Question

A recent poll of 500 residents in a large town found that only​ 36% were in favor of a proposed referendum to build a new high school. Find the margin of error for this poll if we want​ 95% confidence in our estimate of the percentage of residents in favor of this proposed referendum.

Answer 1

The margin of error is 0.0421 = 4.21 percentage points

Explanation:

In a sample with a number n of people surveyed with a probability of a success of
`\pi`, and a confidence level of
`1-\alpha`, we have the following confidence interval of proportions.

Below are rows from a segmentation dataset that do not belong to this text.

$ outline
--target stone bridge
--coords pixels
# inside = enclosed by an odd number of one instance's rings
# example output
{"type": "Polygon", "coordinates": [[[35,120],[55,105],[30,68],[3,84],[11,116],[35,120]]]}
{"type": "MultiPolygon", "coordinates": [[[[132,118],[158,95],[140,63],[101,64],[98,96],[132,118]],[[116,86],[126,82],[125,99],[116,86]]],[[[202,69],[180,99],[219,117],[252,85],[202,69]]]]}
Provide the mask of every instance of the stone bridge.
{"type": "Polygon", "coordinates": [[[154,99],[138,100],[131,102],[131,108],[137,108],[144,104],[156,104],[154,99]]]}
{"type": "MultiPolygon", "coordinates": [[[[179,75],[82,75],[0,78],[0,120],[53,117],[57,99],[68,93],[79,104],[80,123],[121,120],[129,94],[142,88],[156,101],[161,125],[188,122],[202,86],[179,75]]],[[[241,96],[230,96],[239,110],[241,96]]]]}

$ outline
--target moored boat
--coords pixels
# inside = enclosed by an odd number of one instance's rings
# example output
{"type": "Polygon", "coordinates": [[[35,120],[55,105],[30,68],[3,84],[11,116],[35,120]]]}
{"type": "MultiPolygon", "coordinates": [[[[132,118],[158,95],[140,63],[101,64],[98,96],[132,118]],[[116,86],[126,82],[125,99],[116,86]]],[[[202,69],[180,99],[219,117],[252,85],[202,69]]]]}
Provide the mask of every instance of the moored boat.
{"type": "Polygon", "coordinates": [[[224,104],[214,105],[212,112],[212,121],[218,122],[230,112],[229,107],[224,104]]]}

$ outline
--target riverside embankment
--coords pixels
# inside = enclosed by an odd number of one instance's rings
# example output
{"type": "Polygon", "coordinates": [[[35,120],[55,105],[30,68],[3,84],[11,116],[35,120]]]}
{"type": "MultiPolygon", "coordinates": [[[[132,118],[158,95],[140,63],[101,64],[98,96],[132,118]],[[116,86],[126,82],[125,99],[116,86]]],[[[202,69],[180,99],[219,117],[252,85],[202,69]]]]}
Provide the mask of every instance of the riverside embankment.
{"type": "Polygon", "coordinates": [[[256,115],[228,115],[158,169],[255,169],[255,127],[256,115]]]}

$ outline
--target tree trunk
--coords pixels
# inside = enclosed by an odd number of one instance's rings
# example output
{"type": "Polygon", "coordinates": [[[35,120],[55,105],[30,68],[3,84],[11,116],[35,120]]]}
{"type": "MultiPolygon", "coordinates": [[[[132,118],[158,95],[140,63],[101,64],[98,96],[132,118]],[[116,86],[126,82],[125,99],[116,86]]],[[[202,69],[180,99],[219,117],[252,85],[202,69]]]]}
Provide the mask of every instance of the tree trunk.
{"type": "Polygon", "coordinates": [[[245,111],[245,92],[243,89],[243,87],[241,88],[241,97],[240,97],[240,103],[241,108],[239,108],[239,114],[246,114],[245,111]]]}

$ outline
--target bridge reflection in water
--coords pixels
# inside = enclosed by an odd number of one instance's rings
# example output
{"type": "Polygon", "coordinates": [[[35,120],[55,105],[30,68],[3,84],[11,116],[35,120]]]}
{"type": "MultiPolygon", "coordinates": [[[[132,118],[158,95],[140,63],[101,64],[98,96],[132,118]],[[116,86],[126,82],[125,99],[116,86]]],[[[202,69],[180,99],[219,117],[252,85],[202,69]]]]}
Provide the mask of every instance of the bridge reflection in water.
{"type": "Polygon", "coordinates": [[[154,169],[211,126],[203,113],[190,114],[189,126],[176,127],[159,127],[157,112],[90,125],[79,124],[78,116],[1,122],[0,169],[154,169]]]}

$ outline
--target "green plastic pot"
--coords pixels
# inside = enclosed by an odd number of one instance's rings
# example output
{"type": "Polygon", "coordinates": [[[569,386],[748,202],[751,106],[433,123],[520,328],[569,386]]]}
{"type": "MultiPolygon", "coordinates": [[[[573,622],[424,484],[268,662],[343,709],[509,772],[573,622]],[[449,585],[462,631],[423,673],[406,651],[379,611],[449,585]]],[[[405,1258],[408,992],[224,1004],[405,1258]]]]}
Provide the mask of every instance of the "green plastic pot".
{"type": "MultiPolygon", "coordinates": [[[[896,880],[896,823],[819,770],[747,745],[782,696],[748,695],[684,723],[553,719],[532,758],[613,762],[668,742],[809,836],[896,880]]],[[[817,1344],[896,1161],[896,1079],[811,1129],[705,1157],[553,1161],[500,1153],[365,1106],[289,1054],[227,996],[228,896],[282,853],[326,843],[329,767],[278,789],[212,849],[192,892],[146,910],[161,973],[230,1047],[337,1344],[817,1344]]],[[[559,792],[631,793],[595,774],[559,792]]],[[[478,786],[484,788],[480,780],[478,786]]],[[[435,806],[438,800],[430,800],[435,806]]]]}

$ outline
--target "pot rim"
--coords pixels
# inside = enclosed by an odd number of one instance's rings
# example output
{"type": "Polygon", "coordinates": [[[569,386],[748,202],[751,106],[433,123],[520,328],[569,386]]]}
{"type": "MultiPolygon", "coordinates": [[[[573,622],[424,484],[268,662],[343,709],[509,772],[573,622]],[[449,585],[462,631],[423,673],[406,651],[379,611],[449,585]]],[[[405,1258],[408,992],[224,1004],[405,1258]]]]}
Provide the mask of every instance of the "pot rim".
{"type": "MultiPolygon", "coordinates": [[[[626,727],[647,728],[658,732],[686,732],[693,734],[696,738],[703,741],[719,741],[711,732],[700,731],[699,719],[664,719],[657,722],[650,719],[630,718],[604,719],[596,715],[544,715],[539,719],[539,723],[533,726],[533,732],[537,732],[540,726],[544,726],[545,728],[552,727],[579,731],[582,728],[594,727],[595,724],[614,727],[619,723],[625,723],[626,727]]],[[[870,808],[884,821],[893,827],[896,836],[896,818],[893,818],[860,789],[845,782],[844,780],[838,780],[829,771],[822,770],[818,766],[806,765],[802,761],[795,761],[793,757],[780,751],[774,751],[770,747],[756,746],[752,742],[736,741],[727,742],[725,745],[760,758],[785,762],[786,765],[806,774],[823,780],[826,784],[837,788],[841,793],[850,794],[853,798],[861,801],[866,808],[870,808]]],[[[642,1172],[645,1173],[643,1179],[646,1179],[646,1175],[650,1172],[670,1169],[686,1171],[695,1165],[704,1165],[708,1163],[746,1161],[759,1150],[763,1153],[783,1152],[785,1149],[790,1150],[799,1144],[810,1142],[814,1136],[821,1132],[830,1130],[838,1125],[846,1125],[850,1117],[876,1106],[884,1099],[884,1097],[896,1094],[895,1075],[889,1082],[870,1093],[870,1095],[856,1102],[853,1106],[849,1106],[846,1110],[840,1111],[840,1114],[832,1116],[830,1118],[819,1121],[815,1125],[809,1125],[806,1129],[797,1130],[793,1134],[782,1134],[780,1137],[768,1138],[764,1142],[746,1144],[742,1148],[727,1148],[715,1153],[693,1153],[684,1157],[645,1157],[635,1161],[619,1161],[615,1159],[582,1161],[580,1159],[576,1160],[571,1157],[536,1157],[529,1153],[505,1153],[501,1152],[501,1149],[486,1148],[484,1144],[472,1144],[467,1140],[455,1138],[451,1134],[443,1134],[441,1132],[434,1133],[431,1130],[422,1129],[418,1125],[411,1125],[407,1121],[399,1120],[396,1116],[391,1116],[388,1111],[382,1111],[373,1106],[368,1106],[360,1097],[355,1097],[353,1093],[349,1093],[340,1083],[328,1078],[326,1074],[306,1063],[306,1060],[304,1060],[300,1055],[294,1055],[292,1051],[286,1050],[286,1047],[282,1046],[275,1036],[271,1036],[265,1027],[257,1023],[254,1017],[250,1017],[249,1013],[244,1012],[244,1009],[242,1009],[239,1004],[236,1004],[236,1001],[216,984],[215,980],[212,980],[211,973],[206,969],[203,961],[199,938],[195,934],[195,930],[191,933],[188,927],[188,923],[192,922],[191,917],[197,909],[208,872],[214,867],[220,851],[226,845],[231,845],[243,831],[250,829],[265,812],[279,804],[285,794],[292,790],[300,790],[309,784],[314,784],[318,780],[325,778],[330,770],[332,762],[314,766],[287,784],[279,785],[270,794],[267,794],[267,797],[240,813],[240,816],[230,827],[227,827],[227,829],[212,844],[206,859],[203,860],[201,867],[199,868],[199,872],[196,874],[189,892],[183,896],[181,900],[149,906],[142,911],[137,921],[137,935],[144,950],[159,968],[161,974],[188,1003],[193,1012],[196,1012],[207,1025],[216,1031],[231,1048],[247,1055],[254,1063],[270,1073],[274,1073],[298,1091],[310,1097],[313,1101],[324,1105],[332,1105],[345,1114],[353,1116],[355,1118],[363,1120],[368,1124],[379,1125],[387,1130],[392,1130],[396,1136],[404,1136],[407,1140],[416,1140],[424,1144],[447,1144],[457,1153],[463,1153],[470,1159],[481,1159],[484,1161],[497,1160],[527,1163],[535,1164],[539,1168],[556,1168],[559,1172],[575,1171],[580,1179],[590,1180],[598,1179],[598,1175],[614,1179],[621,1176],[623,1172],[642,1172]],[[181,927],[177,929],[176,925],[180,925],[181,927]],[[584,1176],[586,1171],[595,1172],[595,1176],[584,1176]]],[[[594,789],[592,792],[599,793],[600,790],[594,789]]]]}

`\pi \pm z\sqrt{(\pi(1-\pi))/(n)}`

In which

z is the zscore that has a pvalue of
`1 - (\alpha)/(2)`.

The margin of error is:

`M = z\sqrt{(\pi(1-\pi))/(n)}`

95% confidence level

So
`\alpha = 0.05`, z is the value of Z that has a pvalue of
`1 - (0.05)/(2) = 0.975`, so
`Z = 1.96`.

In this problem, we have that:

`n = 500, p = 0.36`

So

`M = z\sqrt{(\pi(1-\pi))/(n)}`

`M = 1.96\sqrt{(0.36*0.64)/(500)}`

`M = 0.0421`

The margin of error is 0.0421 = 4.21 percentage points